Why JSON Prompting Doesn’t Actually Work

So, why did the “better” data structure fail to produce a better image? In short, it’s because AI models don’t actually “run code” – at least, not in this context.

If you’re an artist you can skip this part. But if you want to understand it on a technical level, keep reading.

First, we need to peek under the hood at how these AI models actually “read.” It’s not how you or I read, and it’s definitely not how a computer runs code.

It comes down to a concept called Tokenization.

Tokens Are The “Pixel” of Language

Imagine that AI models don’t read words; they read “tokens.” You can think of tokens as the pixels of language.

The word “Apple” might be one token.
The word “Ingenious” might be split into two tokens: “Ingen” and “ious”.

When an AI looks at your prompt, it has a limited “attention budget.” It can only focus on so many tokens at once to build the image.

JSON Just Adds Noise

When you write a Natural Language prompt, almost every token is a visual signal.

Prompt: "Cinematic photo of a neon city."

Tokens: [Cinematic] [photo] [neon] [city]

Every “pixel” of text here tells the AI what to draw.
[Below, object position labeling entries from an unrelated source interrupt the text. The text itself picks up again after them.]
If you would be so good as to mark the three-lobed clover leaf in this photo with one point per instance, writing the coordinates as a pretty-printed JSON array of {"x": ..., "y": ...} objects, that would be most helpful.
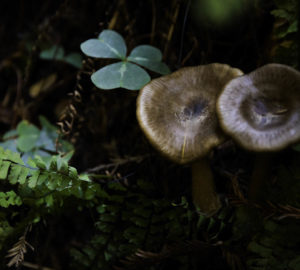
[{"x": 127, "y": 73}]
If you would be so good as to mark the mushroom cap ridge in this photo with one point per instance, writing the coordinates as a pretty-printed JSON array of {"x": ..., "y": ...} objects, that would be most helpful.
[
  {"x": 261, "y": 110},
  {"x": 177, "y": 111}
]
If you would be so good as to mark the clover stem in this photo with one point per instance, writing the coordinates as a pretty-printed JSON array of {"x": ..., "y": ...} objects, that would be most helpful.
[{"x": 203, "y": 188}]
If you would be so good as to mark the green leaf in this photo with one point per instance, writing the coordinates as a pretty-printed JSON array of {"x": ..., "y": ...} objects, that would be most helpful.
[
  {"x": 122, "y": 74},
  {"x": 109, "y": 44},
  {"x": 28, "y": 136},
  {"x": 32, "y": 182},
  {"x": 4, "y": 166}
]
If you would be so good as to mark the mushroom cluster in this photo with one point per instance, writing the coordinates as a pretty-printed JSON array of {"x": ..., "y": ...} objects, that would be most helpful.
[
  {"x": 177, "y": 113},
  {"x": 261, "y": 111}
]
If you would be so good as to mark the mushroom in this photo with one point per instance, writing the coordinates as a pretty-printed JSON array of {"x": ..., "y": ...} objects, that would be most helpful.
[
  {"x": 177, "y": 114},
  {"x": 261, "y": 111}
]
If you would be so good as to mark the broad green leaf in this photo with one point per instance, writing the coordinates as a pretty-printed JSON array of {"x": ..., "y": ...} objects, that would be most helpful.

It is 100% signal.

Now, look at the JSON prompt.

Prompt: {"setting": "neon city"}

Tokens: [{] ["setting"] [:] ["neon] [city"] [}]

Suddenly, you have flooded the AI’s attention span with brackets, quotes, colons, and category labels. These are non-visual tokens. They are noise.

The AI is forced to spend its processing power “attending” to squiggly brackets and quotation marks that have zero visual value. You are essentially diluting your own prompt with junk data.

It’s not in the training data

Finally, remember how these models were trained. They learned to see by looking at billions of images on the internet paired with captions and alt-text.

They learned that the phrase “sunset over the ocean” equals an image of an orange horizon. They were not trained on database files. They were trained on human language. Yes there are some datasets with relevant JSON data for images but those are much smaller than the billions of solo images.

When you force JSON on an image generator, you aren’t speaking its native language. You are speaking a second language that it barely understands, forcing it to translate your weird code brackets into visual concepts. That translation layer creates friction, not clarity.

The Verdict

If you are a developer building an app that needs to automate thousands of prompts via an API, JSON is great for your code to handle.

But if you are a creative professional trying to make the best art possible?

Skip the JSON.

It’s a placebo. It gives you the illusion of control without the results. It introduces friction into your creative process, forcing you to think like a database administrator instead of an artist.

My advice:

Focus on your adjectives. Focus on your lighting descriptors. Focus on the emotion of the scene. Talk to the AI like you would talk to a concept artist or a set designer.